Instep: You produced the albums Irtiqa (EP) and Aadat (Jal) and are currently working on Call's Jilawatan and the new EP album. You also have your own music production and video postproduction studio, Xth Harmonic. Would you like to do more work as a producer?
Xulfi: Well, I will definitely continue my role as producer. I believe there has to be someone guiding young musicians. I have always wanted to make sure that new artists keep coming out because that's the only way we can begin to change the existing scene. Now, with my own studio Xth Harmonic, I have the opportunity to do that myself and guide the change.

Instep: Coming to EP, you composed Irtiqa, wrote and co–wrote some of the songs and even sang some of the parts. Does the new EP album see you as a composer, lyricist and vocalist too?
Xulfi: Yes, I have always been the main composer for EP. That doesn't just include the composition of my guitar parts, the keyboard parts and most of the drum sequences, but also most of the vocal melodies in the songs. As far as the lyrics are concerned, I am a better lyricist now than I was before Irtiqa. In fact, I have composed 'Kia Hota', the first song from our new album. My elder brother Danish and I have also penned the lyrics and I am singing it as well. So that probably answers your question.

Instep: Director, producer, composer – which role do you find the most challenging?
Xulfi: Being a composer is the most challenging because one has to concentrate on so many aspects of music. And as far as video direction is concerned, I have so much to learn. I am still a beginner in that department. But, I'm sure that when I know as much about direction as I know about music, then direction will become more challenging too.
Being a producer is really different from composition and direction. It has different technical details, and then, when you are producing someone else's music, it becomes really difficult too as you have to understand the artist's preference as it's their music that you're producing. So every role has its own set of challenges.

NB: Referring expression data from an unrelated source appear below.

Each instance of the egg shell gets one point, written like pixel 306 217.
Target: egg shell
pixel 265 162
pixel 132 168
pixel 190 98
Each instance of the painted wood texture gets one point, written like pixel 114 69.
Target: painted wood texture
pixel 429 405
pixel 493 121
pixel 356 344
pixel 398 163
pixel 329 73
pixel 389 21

Instep: With the success of bands like EP and the Mekaal Hasan Band, where do you think experimental music stands in our music industry?
Xulfi: If I consider the music situation in our country four years ago, then it finally stands somewhere. One has to admit that two bands cannot change the face of the music industry in Pakistan. Experimental music needs an audience that wants to be experimental in their musical taste as well. But here, there are people, who criticize EP on their choice of words in the lyrics. That's actually quite shameful as Urdu is such a beautiful language, having so many beautiful words that lyricists seldom use. How will we know that there are more words to describe one feeling in Urdu? For example, we use 'qaed' to describe being in prison, but do we know that 'mahboos' means the same? Shamefully, we don't. We, the audience, will never try to make an effort to learn words of our mother language and when someone is trying to use these words to describe their motives and feelings, then, the audience criticises us for putting them through the ordeal of opening up the Urdu dictionary to learn new words. However, the situation is much better. A portion of the audience is finally evolving with the prevalent change in the mainstream music industry.

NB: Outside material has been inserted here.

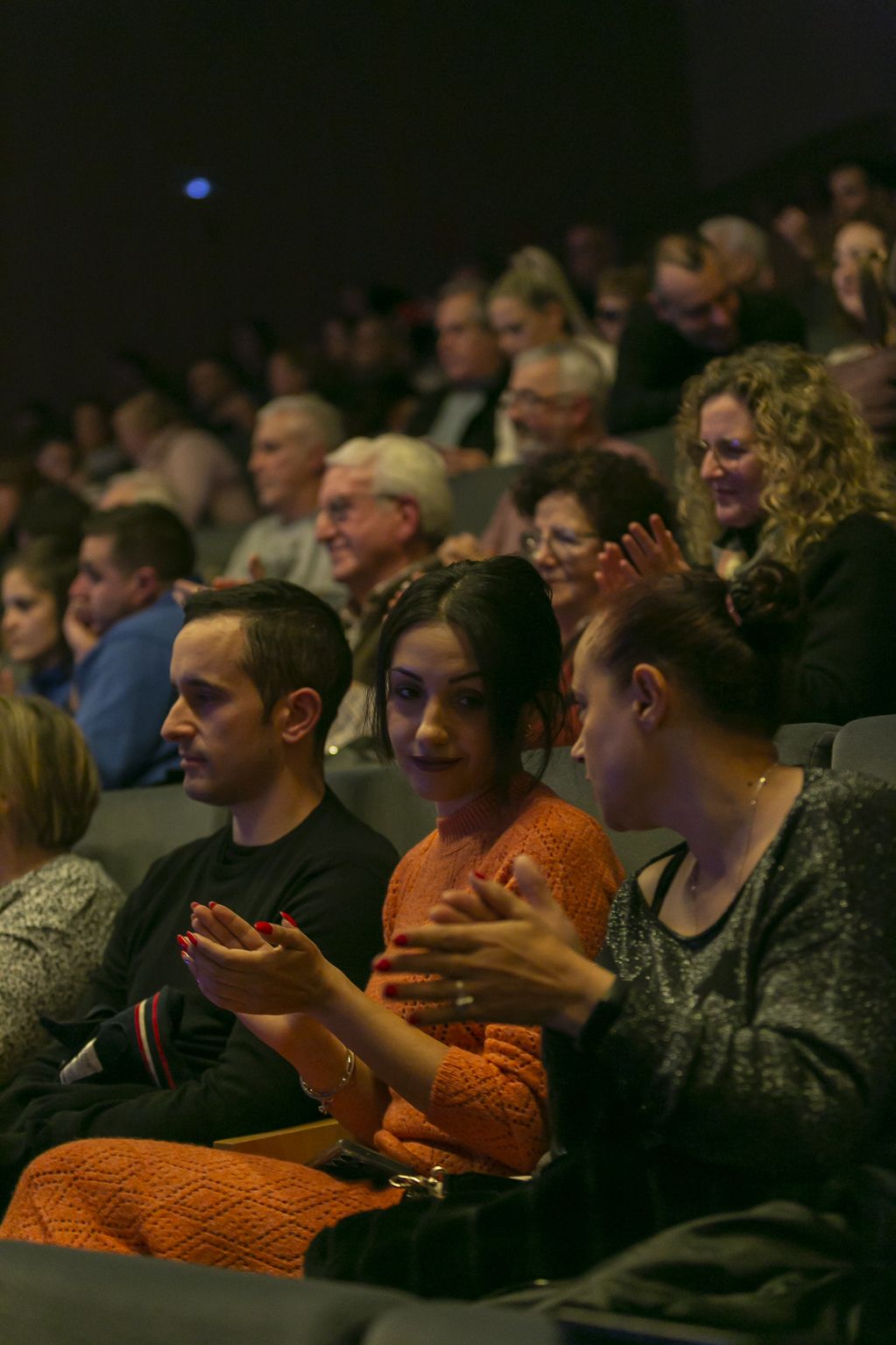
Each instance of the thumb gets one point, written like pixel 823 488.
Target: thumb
pixel 533 885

Instep: What about the general music scene? Where does it stand now and where is it heading?
Xulfi: I believe the current music scene is very fresh, but at the same time, it's very pop–oriented. The good thing is that the emerging musicians are more daring than their predecessors and they tend to experiment more. For this reason, I believe that there will be a lot more to look forward to. As for the future, one never knows what the future holds for them. We can't tell what the future holds for the music scene in Pakistan. For example, four years ago we couldn't tell that people will be producing experimental music like they are now. So I can't tell where it's heading, but I do hope it heads in the right direction.